Washougal’s CRGE Students Help Decorate Governor’s Christmas Tree
Washougal, WA — Second grade art students of Columbia River Gorge Elementary are already getting into the holiday spirit by created ornaments for Washington Governor, Jay Inslee’s Christmas Tree.
CRGE art teacher, Joanna Sickels, saw the opportunity and applied to have CRGE participate in the project. “It is important for students to share their work and have it seen by a wide audience,” she said. “Projects that bring works out into the public like this help kids to invest in their art.
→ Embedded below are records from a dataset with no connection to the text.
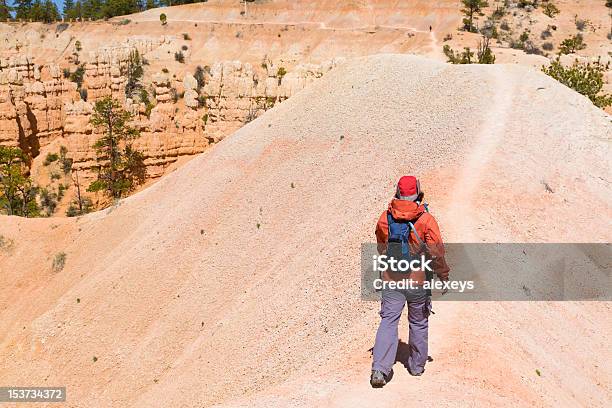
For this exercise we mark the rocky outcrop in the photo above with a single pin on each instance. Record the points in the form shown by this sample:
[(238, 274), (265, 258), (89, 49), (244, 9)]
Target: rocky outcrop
[(39, 107)]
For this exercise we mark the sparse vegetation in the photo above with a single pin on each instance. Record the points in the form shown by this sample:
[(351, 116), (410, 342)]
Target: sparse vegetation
[(581, 24), (484, 54), (134, 73), (550, 9), (77, 76), (144, 98), (470, 8), (280, 74), (51, 157), (586, 79), (59, 261), (48, 201), (17, 192), (77, 208), (572, 44), (199, 77), (65, 161), (121, 166)]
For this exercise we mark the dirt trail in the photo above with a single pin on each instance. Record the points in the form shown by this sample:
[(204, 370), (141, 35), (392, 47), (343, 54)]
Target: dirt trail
[(235, 279), (491, 133)]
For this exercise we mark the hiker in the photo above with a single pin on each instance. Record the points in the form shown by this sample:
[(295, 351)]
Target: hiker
[(417, 227)]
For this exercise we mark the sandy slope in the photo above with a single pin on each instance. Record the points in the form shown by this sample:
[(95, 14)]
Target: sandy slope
[(235, 279)]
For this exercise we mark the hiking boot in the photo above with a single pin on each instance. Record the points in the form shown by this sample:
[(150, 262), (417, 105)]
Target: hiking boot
[(415, 374), (379, 379)]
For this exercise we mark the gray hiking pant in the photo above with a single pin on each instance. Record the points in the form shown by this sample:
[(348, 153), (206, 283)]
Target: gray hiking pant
[(385, 348)]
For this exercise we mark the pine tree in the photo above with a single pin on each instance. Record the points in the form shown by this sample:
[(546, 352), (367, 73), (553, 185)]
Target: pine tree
[(68, 10), (22, 9), (17, 193), (121, 167), (470, 7), (5, 11)]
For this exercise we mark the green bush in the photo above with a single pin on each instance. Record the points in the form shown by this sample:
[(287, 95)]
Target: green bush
[(77, 76), (51, 157), (551, 10), (572, 44), (586, 79), (59, 261)]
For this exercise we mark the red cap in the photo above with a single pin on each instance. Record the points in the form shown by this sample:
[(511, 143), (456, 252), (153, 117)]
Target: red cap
[(408, 188)]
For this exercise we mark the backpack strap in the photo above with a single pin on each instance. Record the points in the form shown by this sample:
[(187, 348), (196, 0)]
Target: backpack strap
[(416, 234), (391, 220)]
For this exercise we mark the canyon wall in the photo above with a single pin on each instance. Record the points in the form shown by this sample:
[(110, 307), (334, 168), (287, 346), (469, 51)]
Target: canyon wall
[(40, 109)]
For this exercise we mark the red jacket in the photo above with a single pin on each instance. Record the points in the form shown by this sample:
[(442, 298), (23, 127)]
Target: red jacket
[(427, 228)]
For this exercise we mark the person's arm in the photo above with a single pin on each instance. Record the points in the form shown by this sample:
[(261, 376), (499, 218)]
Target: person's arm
[(433, 239), (382, 233)]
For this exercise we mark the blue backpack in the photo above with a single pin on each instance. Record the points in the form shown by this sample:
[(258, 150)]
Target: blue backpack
[(398, 245)]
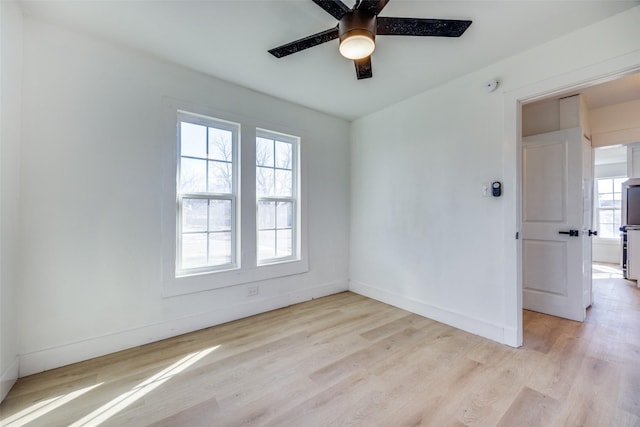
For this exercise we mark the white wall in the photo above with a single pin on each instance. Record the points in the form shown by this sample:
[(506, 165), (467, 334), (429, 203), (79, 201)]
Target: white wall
[(10, 104), (422, 237), (92, 197)]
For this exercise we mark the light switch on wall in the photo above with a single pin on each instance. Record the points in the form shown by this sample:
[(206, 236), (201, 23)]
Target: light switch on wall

This is also such a great opportunity to highlight our new art elementary program and let the state know that Washougal School District offers art instruction to all K-5 students.”
Since 2013, the Governor’s Mansion has requested ornaments made by students from around the state to decorate the mansion’s Christmas Tree. The mansion receives a high number of visitors during the holiday season and guests greatly enjoy seeing the work of K-12 students from Washington State that decorates the tree.
“I’m delighted that Columbia River Gorge Elementary applied to participate and was selected,” said Anne Banks, Office of Superintendent of Public Instruction (OSPI) Learning and Teaching Program Supervisor. “This year the theme is “Sea Creatures” and we are all looking forward to seeing the ornaments they are creating!”
Once Sickels learned the school was selected and the ornament theme, she emailed the staff to find out who was teaching about the ocean. “That is a second-grade subject so second graders were selected to create fish, integrating the two subjects,” she said. “I tell students that science and art are best friends, and math and art are best friend. Integrating arts in classroom subjects can show students how art is connected in so many ways to what they are learning.”
For their project, Sickels chose traditional Japanese paper-folding to create an origami fish. After folding the fish, students used decorative papers to collage and create attractive designs. “Origami is a beautiful medium,” she said. “The project allows them to use their personal creativity to make it their own unique fish ornament.”
According to Banks, the response this year was huge from classrooms across the state who wanted to participate, however, just twenty-two classrooms could be a part of the project. They were selected based on their art descriptions, ESD region, and whether they were an elementary, middle, or high school so that all regions and grade bands were represented in the statewide opportunity.